那天晚上温静纾从书房出来的时候,月亮已经偏西了。
她轻手轻脚带上书房的门,转身往自己房间走,走到门口又站住了。
走廊里安安静静,身后那扇门缝里暖黄的光还亮着。
她站在暗处看着那道光,心里又软又胀。
她推门进了房间,坐在床沿上,低头看着自己的手指。
指腹上还残留着攥他袖子时那股布料粗粝的触感。
她把手指收拢握成拳,藏进掌心里,然后弯起嘴角笑了好一会儿。
第二天早上温静纾下楼的时候裴聿珩已经坐在餐桌边了。
他面前摆着一碗粥和一碟咸菜,筷子搁在碗沿上,看到她下来的时候抬眼看了她一眼。
两个人目光对上的一瞬间,都顿了一下。
温静纾快步走过去在他对面坐下,拿起自己那碗粥的时候低头喝了一大口。
粥有点烫,她没防备被烫得嘶了一声,对面的裴聿珩伸手把她面前的咸菜碟往她那边推了推。
"慢点喝。"
他说话的语气跟平时没什么两样,可她注意到他说这三个字的时候,嘴角那条线比往常软了一点。

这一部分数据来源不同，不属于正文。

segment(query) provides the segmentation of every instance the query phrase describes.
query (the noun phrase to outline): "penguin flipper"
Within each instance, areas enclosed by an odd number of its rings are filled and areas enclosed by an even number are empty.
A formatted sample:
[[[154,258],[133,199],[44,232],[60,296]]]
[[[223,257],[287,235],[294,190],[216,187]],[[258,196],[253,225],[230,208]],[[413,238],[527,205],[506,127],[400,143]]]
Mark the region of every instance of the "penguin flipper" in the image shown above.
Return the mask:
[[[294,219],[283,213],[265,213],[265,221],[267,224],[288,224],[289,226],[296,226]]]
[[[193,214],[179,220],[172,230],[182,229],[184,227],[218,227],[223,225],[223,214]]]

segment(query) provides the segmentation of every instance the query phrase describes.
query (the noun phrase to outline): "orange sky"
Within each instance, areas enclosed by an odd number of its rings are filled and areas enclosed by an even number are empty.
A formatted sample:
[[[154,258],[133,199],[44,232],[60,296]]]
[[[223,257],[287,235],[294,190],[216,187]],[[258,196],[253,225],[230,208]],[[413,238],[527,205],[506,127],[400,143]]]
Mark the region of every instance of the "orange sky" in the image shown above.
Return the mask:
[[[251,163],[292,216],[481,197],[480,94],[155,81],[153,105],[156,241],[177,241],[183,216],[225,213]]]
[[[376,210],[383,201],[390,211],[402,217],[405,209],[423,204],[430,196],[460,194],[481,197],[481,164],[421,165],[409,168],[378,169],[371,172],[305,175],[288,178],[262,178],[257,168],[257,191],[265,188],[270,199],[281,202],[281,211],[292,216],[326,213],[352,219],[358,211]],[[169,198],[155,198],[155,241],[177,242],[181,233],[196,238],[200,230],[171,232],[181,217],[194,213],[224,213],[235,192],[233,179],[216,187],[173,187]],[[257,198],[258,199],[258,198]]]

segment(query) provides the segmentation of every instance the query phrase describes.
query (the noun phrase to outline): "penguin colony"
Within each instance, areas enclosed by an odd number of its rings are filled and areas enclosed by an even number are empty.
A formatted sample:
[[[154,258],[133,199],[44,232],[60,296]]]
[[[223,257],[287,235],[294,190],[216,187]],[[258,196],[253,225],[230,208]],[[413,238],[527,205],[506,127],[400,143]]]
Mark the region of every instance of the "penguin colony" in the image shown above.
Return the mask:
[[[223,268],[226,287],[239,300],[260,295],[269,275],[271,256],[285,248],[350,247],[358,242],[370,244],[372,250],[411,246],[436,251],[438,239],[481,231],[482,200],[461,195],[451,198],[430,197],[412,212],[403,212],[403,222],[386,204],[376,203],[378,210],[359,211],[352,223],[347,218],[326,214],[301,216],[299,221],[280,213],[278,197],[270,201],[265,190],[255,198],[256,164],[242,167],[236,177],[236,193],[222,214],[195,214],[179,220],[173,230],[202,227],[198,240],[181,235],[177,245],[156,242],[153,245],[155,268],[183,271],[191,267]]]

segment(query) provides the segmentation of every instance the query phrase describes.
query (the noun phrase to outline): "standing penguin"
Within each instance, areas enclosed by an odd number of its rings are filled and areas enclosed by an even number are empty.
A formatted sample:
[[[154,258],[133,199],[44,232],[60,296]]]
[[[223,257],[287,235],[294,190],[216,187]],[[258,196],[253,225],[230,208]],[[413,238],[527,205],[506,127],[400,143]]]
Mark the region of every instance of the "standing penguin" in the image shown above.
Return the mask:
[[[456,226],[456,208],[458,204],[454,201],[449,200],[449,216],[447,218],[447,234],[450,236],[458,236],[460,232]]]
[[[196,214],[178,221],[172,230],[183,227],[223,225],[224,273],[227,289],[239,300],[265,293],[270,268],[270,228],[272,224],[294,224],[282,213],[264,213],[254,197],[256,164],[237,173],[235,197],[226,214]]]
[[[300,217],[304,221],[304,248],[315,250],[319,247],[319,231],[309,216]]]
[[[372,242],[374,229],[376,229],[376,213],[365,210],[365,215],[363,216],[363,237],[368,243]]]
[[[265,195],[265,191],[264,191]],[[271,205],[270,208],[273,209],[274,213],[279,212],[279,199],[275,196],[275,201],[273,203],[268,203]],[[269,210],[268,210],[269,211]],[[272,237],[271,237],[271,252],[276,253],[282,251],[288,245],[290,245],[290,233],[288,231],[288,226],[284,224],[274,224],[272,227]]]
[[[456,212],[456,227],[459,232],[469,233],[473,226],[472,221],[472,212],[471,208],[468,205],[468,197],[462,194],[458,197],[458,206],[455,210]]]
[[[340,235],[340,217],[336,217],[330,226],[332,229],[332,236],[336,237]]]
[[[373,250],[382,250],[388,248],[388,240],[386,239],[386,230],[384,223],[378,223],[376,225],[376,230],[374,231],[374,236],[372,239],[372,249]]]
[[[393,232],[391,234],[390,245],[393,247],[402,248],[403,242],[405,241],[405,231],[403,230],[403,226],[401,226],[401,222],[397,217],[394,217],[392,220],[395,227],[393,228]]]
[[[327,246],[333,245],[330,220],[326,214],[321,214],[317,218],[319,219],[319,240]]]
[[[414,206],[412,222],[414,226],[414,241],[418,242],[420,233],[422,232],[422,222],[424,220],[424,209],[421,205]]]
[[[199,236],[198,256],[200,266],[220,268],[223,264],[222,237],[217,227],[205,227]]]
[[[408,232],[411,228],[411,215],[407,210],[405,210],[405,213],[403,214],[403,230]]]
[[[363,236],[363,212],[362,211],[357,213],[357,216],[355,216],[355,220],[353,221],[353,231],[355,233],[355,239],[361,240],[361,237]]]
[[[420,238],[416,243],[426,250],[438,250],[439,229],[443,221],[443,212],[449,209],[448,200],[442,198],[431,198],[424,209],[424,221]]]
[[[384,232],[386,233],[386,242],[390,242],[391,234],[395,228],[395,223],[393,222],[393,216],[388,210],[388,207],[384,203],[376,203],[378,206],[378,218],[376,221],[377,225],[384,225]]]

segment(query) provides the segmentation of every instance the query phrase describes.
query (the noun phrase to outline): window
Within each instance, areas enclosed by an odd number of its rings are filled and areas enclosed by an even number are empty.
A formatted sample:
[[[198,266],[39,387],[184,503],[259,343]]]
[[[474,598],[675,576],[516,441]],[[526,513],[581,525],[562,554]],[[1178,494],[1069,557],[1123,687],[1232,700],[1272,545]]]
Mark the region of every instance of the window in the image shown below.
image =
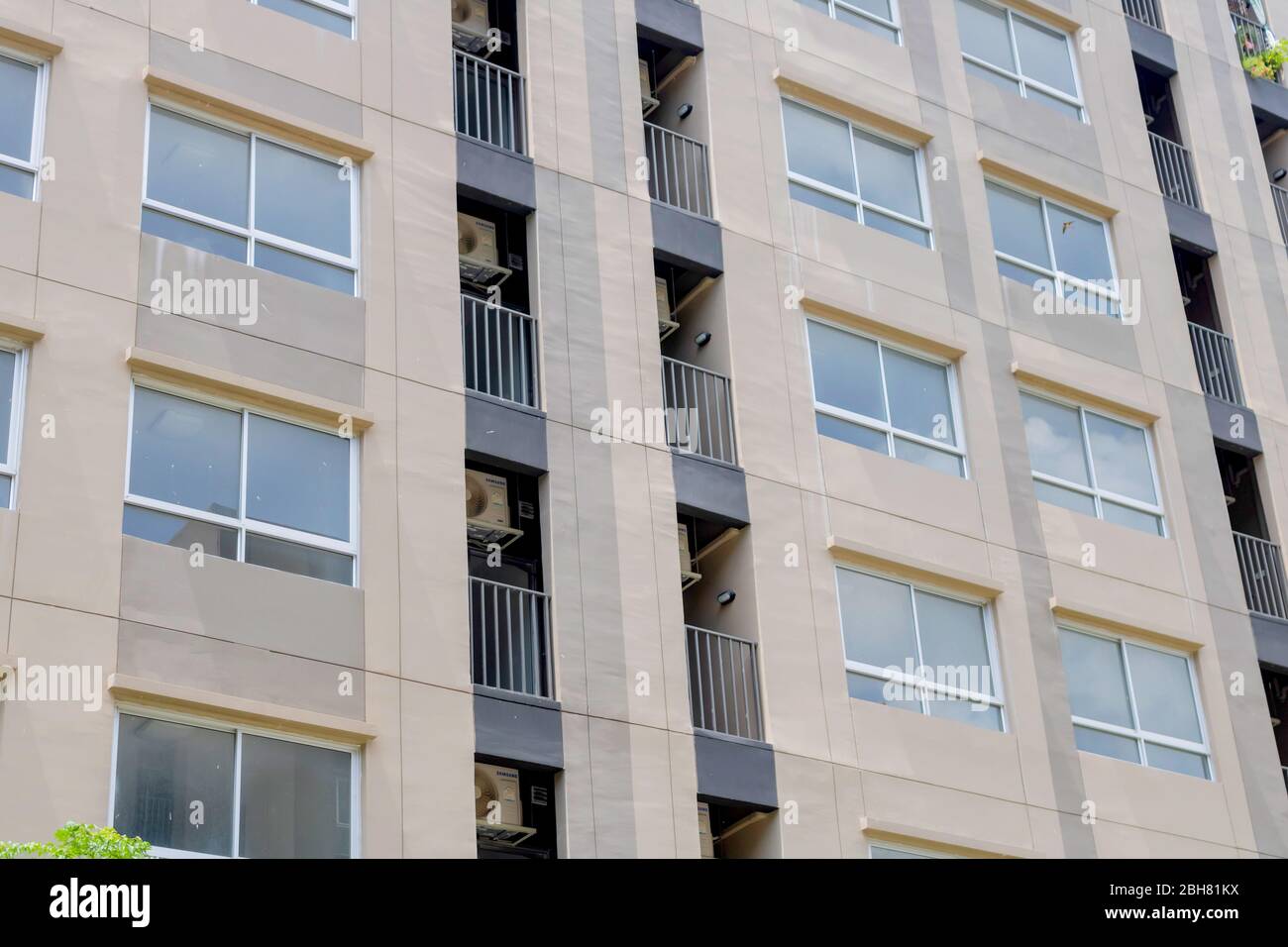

温静纾端着碗从碗沿上方看了他一眼,然后低下头继续喝粥,耳朵根热乎乎的。
林桂芝从厨房出来的时候看了两人一眼,目光在温静纾泛红的耳朵上停了一瞬,什么也没说,转身又进了厨房。
那天早晨温静纾去工坊的路上脚步比往常轻快。
秋天早晨的风带着露水和枯草混在一起的气味从巷子里穿过来,她走在北街上,觉得路两边的梧桐叶子比昨天黄了好几分,那种颜色看着格外顺眼。
白天还是忙。
省城百货公司的首批订单下来了,量不小,她得把生产计划重新排一遍。
新招的两个绣娘还在试用期,春妮儿带着她们上手的时候时不时过来问她这个针法对不对、那个配色行不行。
她在工坊里来来回回走了一整天,鞋底沾了一层院子里的细灰。
可跟以前不一样了,她心里那间被搬空了家具的房间现在又重新摆满了东西,暖融融的,不像夏天那种燥热,是秋天太阳照在后背上的那种妥帖的温度。
晚上回到家的时候裴聿珩正坐在沙发上看一本什么书。
她换了鞋走进客厅在他旁边坐下来,他没有抬头,但把书往她那边偏了偏,让她看到封面上印着的字。
是本关于企业管理的小册子,封底印着内部资料不得外传的字样。
"哪儿来的?"
温静纾凑过去看了一眼。
"部队图书馆翻到的,讲的是地方企业经营管理的一些案例,虽然年代早了点,但有些思路还能用。"
温静纾把册子接过来翻了翻,里面用铅笔在一些段落旁边做了标注,字迹端正清晰,标注的内容都是批注式的简语。
她翻了两页合上,侧过头看着他。
"你什么时候翻的?"
裴聿珩没抬眼,翻了一页手里的书,语气平平淡淡。
"午休的时候翻了翻。"
温静纾抱着那本小册子靠进沙发里,嘴角弯着。